Why did the United States develop so many different fighter aircraft during the early Cold War?

by ArguingPizza

The F-2, F-3, F-4, F-5, F-6, F-8, F-9, F-11, F-80, F-82, F-84(both Thunderjet and Thunderstreak), F-86, F-100, F-101, F-102, F-104, F-105, F-106. Every single one of those was developed and introduced between 1945 and 1960.

I understand that technology was advancing quickly as designers began working with jets, but even so there are so many planes in that list that it becomes ridiculous. Even taking into account generations and different missions there are so damn many planes developed in 15 years. Considering the enemy in mind was the Soviets, whose primary strength was numerical superiority, wouldn't it have made more sense to pick a smaller list of aircraft and produce them out the ass, even if just to simplify the logistics train?

restricteddata

In general, the "why did the US military develop so many X during the Cold War?" question can usually be answered by considering a few factors:

  • Rapid technological change — WWII ushered in a bunch of new possibilities and the US was eager to exploit them all as rapidly as possible through the judicious application of money

  • Inter-service rivalry — During this period, the Army, Air Force, and Navy were each strongly trying to become the most dominant services, and often refused to cooperate on hardware. So you end up with massive redundancy.
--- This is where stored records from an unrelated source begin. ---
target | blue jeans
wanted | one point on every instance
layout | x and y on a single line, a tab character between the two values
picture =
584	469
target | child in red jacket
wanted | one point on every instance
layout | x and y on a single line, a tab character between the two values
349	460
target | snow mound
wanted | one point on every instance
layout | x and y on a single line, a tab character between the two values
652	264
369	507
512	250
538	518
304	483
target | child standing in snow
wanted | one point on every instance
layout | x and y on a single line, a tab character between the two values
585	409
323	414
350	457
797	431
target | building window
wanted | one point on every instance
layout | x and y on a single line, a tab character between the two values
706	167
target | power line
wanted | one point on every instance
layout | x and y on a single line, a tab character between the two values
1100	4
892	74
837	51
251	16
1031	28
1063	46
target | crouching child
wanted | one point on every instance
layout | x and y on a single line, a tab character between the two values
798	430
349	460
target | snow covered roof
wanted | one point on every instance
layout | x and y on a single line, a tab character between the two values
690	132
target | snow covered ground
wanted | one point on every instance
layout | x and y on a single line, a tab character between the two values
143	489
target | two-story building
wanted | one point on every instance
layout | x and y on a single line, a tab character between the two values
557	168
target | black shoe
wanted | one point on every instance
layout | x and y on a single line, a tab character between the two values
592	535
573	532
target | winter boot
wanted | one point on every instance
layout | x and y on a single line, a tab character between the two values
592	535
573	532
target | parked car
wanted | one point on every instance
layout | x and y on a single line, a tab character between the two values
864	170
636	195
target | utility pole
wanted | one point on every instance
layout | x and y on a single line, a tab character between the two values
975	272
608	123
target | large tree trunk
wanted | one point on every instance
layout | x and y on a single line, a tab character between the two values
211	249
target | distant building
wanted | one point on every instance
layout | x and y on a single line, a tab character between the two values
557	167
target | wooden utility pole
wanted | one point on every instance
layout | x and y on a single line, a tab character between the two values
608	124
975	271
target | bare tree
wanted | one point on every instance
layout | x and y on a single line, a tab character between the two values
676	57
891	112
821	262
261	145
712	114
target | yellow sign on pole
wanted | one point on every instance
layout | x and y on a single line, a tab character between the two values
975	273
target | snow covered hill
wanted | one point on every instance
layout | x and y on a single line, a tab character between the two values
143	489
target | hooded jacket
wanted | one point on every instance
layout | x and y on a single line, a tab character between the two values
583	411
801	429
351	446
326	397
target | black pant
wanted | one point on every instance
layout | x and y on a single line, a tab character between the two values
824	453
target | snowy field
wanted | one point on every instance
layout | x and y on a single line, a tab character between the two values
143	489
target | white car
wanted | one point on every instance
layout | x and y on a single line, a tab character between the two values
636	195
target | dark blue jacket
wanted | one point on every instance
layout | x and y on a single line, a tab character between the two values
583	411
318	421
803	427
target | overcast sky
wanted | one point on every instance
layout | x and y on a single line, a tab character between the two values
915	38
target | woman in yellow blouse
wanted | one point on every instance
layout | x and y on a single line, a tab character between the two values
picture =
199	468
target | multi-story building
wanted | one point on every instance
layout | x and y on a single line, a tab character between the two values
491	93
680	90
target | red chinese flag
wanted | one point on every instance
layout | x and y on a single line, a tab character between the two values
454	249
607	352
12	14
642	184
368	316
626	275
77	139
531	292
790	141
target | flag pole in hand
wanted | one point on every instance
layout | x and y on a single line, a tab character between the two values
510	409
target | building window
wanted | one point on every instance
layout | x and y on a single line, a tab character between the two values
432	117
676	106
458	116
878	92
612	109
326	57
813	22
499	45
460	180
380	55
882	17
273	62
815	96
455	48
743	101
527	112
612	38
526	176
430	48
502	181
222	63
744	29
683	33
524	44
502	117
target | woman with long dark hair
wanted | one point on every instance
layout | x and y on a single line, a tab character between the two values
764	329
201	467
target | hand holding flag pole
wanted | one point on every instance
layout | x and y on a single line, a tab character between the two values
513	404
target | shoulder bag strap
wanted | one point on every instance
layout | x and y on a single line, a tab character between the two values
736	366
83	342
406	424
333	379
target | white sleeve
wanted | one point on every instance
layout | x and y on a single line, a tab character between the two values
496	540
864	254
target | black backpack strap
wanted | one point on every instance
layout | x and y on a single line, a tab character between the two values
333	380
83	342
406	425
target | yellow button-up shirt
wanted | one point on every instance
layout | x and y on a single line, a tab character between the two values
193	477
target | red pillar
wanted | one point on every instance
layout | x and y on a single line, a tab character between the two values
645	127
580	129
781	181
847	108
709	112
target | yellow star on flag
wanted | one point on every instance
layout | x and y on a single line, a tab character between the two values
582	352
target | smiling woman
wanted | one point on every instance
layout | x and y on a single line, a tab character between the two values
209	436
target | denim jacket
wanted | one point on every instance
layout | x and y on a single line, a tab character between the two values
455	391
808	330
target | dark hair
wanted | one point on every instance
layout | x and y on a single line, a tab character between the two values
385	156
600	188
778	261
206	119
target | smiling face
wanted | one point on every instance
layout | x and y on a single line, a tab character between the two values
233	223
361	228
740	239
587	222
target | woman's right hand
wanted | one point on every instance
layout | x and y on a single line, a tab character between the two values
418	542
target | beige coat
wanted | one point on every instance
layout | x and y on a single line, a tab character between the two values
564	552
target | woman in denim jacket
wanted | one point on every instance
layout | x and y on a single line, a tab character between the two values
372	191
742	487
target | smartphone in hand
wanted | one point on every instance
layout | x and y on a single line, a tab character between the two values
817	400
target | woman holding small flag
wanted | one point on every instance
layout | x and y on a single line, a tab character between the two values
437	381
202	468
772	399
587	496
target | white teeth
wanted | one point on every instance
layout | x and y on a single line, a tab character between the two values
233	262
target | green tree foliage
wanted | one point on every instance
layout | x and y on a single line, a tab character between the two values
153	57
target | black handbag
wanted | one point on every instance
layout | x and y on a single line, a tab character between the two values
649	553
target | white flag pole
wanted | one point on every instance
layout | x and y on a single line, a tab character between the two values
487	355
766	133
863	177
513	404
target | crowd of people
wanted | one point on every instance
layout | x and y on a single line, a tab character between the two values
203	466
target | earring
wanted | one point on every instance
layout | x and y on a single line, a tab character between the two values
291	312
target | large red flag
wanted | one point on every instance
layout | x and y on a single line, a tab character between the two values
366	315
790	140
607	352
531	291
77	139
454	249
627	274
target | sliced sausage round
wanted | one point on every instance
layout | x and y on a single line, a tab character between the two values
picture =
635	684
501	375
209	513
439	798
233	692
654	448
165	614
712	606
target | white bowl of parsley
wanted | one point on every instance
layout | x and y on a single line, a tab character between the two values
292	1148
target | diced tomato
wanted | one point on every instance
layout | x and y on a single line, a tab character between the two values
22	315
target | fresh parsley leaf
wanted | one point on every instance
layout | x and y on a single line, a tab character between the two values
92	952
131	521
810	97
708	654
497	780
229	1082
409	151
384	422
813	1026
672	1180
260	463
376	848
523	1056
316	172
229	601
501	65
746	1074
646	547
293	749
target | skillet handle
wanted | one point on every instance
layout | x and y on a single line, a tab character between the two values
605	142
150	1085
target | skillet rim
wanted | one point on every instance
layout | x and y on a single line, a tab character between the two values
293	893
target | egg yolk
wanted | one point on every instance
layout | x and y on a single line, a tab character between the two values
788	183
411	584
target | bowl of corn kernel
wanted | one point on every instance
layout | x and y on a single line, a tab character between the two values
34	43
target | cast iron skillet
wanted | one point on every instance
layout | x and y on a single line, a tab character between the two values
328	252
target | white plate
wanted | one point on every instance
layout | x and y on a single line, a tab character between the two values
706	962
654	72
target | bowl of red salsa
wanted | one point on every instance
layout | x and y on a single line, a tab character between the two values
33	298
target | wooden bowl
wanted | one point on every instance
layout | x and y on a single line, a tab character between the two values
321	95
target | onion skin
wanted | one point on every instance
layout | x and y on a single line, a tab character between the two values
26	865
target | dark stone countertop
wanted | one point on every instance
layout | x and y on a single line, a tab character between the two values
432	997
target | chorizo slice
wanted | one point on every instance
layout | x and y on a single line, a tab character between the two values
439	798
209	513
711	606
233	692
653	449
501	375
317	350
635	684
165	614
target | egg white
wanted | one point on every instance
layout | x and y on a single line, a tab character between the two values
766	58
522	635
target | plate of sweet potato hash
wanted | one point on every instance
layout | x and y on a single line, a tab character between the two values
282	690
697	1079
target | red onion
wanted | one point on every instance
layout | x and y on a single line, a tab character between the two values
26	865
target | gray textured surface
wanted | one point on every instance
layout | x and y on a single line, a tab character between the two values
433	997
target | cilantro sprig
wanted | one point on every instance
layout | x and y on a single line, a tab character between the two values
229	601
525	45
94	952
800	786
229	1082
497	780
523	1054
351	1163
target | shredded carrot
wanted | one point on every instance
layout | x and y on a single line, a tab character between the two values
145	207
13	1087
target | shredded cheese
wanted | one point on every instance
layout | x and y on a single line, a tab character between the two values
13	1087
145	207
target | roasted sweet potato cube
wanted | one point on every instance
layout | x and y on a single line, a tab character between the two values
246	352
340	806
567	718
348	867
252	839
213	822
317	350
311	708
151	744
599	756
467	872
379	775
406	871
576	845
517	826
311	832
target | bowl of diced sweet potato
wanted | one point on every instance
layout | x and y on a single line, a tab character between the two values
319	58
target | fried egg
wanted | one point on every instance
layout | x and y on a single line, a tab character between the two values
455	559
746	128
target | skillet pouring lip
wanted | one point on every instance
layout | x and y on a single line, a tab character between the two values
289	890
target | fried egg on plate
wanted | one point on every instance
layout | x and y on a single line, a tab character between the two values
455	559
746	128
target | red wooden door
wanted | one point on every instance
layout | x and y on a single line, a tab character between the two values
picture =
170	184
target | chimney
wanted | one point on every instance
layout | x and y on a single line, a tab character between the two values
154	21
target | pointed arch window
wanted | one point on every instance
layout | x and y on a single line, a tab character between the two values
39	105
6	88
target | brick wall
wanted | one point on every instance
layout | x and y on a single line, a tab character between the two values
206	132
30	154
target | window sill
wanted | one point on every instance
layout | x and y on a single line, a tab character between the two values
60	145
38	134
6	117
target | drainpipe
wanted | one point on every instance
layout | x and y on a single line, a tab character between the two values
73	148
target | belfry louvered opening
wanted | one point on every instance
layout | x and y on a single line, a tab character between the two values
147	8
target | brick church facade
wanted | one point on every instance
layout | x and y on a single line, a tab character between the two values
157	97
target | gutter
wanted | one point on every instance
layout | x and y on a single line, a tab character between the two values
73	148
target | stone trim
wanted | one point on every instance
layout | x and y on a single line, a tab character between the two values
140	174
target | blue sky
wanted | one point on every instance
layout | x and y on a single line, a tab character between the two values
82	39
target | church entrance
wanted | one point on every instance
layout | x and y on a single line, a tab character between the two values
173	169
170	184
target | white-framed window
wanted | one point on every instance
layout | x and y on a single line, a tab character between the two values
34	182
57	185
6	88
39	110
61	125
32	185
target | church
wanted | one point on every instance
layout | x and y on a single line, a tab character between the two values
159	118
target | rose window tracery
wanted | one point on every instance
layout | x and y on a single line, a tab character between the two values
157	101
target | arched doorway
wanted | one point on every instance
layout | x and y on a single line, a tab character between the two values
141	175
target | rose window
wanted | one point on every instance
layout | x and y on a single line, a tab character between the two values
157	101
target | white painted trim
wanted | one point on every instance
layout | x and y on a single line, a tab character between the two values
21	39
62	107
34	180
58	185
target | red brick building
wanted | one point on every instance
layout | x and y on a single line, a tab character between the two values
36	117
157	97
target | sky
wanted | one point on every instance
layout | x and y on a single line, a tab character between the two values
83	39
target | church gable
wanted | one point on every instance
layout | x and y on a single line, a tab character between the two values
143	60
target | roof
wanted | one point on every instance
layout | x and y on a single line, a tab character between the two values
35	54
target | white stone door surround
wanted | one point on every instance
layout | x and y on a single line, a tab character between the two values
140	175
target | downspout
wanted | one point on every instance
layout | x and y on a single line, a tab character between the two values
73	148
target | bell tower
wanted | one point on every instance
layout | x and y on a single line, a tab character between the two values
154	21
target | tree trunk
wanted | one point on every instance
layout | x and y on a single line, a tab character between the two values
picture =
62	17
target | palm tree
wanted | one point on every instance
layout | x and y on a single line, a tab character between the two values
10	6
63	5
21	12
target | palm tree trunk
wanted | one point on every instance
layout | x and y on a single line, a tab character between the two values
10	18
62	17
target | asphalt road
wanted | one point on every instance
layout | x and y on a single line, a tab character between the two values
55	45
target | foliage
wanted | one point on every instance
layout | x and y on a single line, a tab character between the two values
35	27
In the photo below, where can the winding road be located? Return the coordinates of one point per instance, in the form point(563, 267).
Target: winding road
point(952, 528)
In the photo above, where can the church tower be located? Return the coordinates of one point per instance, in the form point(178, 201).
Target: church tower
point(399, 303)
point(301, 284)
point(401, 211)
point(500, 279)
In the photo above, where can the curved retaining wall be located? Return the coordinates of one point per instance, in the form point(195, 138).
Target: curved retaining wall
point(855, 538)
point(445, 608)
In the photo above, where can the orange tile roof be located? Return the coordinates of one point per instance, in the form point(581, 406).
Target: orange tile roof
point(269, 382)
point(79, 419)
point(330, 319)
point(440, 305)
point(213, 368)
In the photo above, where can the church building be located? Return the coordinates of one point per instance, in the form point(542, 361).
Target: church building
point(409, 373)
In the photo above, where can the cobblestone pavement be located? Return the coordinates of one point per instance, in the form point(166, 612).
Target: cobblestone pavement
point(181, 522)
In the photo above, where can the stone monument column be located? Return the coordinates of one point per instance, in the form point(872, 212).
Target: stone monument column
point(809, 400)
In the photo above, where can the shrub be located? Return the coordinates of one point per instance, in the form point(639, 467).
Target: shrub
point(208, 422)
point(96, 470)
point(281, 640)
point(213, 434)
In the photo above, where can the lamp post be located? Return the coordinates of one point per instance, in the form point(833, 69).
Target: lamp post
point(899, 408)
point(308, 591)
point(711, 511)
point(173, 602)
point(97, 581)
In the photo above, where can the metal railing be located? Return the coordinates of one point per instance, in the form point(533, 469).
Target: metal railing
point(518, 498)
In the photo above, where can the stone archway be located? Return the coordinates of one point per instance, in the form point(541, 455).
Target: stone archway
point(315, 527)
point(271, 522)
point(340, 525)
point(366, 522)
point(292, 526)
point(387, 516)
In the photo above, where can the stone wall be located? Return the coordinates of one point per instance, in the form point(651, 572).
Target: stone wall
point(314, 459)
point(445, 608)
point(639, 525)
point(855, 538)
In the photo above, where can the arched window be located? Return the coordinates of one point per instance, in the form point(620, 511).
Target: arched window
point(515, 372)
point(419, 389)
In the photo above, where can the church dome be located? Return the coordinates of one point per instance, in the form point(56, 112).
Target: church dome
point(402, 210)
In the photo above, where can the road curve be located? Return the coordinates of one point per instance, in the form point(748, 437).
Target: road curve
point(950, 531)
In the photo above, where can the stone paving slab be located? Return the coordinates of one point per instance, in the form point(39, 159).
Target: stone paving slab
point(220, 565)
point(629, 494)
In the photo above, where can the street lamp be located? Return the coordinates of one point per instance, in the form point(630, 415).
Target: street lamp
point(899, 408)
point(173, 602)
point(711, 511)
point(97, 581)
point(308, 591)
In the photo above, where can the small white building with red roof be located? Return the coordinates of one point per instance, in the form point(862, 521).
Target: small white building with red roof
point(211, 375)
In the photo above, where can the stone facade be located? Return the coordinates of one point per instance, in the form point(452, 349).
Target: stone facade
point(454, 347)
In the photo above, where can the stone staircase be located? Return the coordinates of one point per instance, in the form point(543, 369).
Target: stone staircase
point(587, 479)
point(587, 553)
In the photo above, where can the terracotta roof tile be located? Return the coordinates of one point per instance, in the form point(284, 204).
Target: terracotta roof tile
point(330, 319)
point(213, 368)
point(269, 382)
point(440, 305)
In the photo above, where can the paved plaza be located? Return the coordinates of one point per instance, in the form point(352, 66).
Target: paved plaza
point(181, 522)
  • The Military-Industrial Complex — We often use this term as a catch-all term for all things nefarious, but what it really refers to is the strong relationship that developed between military "consumers," industrial "producers," and Congressional "funders." (We could also add think-tank "suggesters" and university "consultants" as well to this powerful ecosystem.) During the 1950s in particular, and especially post-Sputnik, the incentives for all three of these groups to increasingly spend and buy became incredibly out of whack with regards to any forces that would try to restrain spending. This is why Eisenhower coined the term in 1961 — he was frustrated by it because even he, a military President, could not restrain the endless expenditure. (One nice example of this is that prior to Sputnik, the US was investigate six long to medium range missile systems with the intent on deploying only the best two of them. After Sputnik Eisenhower felt so pressured by public opinion and Congress that he ordered all six to be deployed, even though all of them were expensive and a couple of them were terrible from every perspective — including military usability and safety.)

  • The ethos of the "bleeding edge" — The US approach to making jets, missiles, boats, etc. is to value the most high-tech, high-performance above all else. It is so ingrained into our approach that I suspect most Americans don't realize there are other ways to value military hardware. (The Soviets, by comparison, were more concerned about keeping costs manageable, about integrating new hardware into their existing infrastructure, and having everything be easily repairable. They also valued mass-production pretty highly at all — they may not have the best but they would have the most!) It is definitely visible in jet fighter development specifically, where we threw a lot of money at trying to get what were often quite small "edges" over pre-existing models. This isn't to say the US approach didn't have its benefits; sometimes with military hardware, the bleeding edge does give you a disproportionate advantage, and when you are contemplating how you are going to fight a war against an enemy with a troop force much larger than you can hope to match, maybe you do need to rely more on technology to make up the difference.

  • The lack of centralized control — One of the factors running through all of this, especially in the pre-1960s, was the fact that there really wasn't very much centralized planning behind the US approach to this. It wasn't like the heads of the military were sitting down with the civilian leadership and saying, "what is the optimal situation for our country?" There were a multitude of different avenues by which different requests were fielded and one of the results is that you end up spending a lot of money on things that end up coming and going pretty quickly. McNamara attempted to reign this under centralized Pentagon control in the 1960s but it's not clear how effective that was in the end.

You see very similar trends, incidentally, with the development of nuclear warheads and missiles, for all of the same sorts of reasons.

I have an article you may find useful if you are curious about further reading on this: Leon Trilling, "Styles of Military Technical Development: Soviet and U.S. Jet Fighters, 1945-1960." He puts a lot of emphasis on the different institutional contexts, and the main advantage to this kind of article is that it lets you see the "non-naturalness" of both the Soviet and US approaches to making jets. I can send you (or anyone else) a PDF of the article if you PM me. (It is in a somewhat obscure volume on the history of military technology from the late 1980s.)

Mazius

Just for comparison, Soviet fighter jets, developed and introduced during same period (1945-1960):

Yak-15, Yak-17, Yak-23, Yak-25, Yak-27, Yak-28, La-15, Mig-9, Mig-15, Mig-17, Mig-19, Mig-21, Su-7, Su-9, Su-11, Tu-28.